Chen Ke, Jiang Yingfu, Du Li, Kurgan Lukasz
Department of Electrical and Computer Engineering, University of Alberta, Edmonton, Alberta, Canada.
J Comput Chem. 2009 Jan 15;30(1):163-72. doi: 10.1002/jcc.21053.
A computational model, IMP-TYPE, is proposed for the classification of five types of integral membrane proteins from protein sequence.
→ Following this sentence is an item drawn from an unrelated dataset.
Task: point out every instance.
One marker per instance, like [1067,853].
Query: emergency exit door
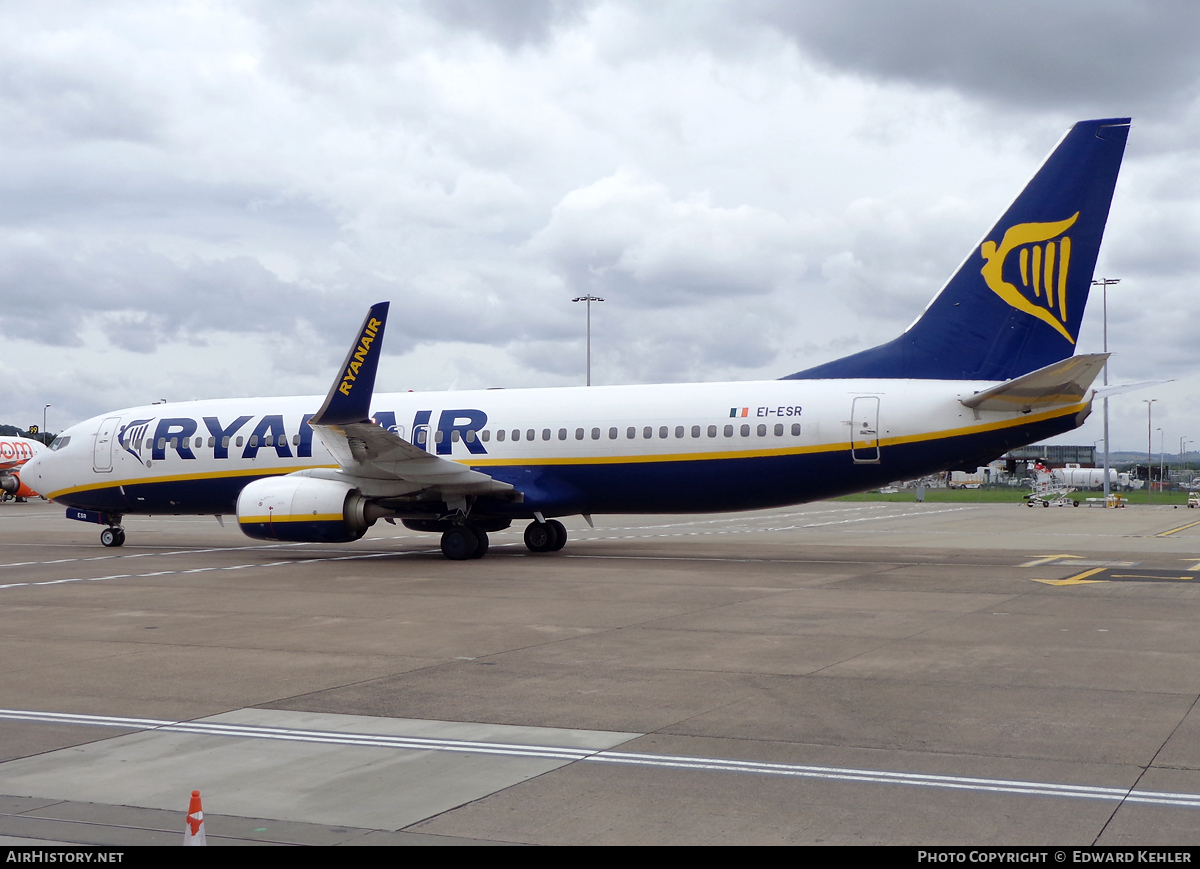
[864,430]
The proposed model aims not only at providing accurate predictions but most importantly it incorporates interesting and transparent biological patterns. When contrasted with the best-performing existing models, IMP-TYPE reduces the error rates of these methods by 19 and 34% for two out-of-sample tests performed on benchmark datasets. Our empirical evaluations also show that the proposed method provides even bigger improvements, i.e., 29 and 45% error rate reductions, when predictions are performed for sequences that share low (40%) identity with sequences from the training dataset. We also show that IMP-TYPE can be used in a standalone mode, i.e., it duplicates significant majority of correct predictions provided by other leading methods, while providing additional correct predictions which are incorrectly classified by the other methods. Our method computes predictions using a Support Vector Machine classifier that takes feature-based encoded sequence as its input. The input feature set includes hydrophobic AA pairs, which were selected by utilizing a consensus of three feature selection algorithms. The hydrophobic residues that build up the AA pairs used by our method are shown to be associated with the formation of transmembrane helices in a few recent studies concerning integral membrane proteins. Our study also indicates that Met and Phe display a certain degree of hydrophobicity, which may be more crucial than their polarity or aromaticity when they occur in the transmembrane segments. This conclusion is supported by a recent study on potential of mean force for membrane protein folding and a study of scales for membrane propensity of amino acids.
提出了一种名为IMP-TYPE的计算模型,用于根据蛋白质序列对五种类型的整合膜蛋白进行分类。该模型不仅旨在提供准确的预测,更重要的是它融入了有趣且透明的生物学模式。与现有表现最佳的模型相比,在对基准数据集进行的两次样本外测试中,IMP-TYPE将这些方法的错误率分别降低了19%和34%。我们的实证评估还表明,当对与训练数据集序列具有低(40%)同一性的序列进行预测时,该方法能带来更大的改进,即错误率分别降低29%和45%。我们还表明,IMP-TYPE可以独立使用,也就是说,它能复制其他领先方法提供的绝大多数正确预测,同时还能提供其他方法错误分类的额外正确预测。我们的方法使用支持向量机分类器进行预测,该分类器将基于特征编码的序列作为输入。输入特征集包括疏水氨基酸对,这些是通过三种特征选择算法的共识选择出来的。在最近一些关于整合膜蛋白的研究中,我们方法所使用的构成氨基酸对的疏水残基与跨膜螺旋的形成有关。我们的研究还表明,甲硫氨酸和苯丙氨酸表现出一定程度的疏水性,当它们出现在跨膜片段中时,疏水性可能比它们的极性或芳香性更为关键。这一结论得到了最近关于膜蛋白折叠平均力势的研究以及氨基酸膜倾向性标度研究的支持。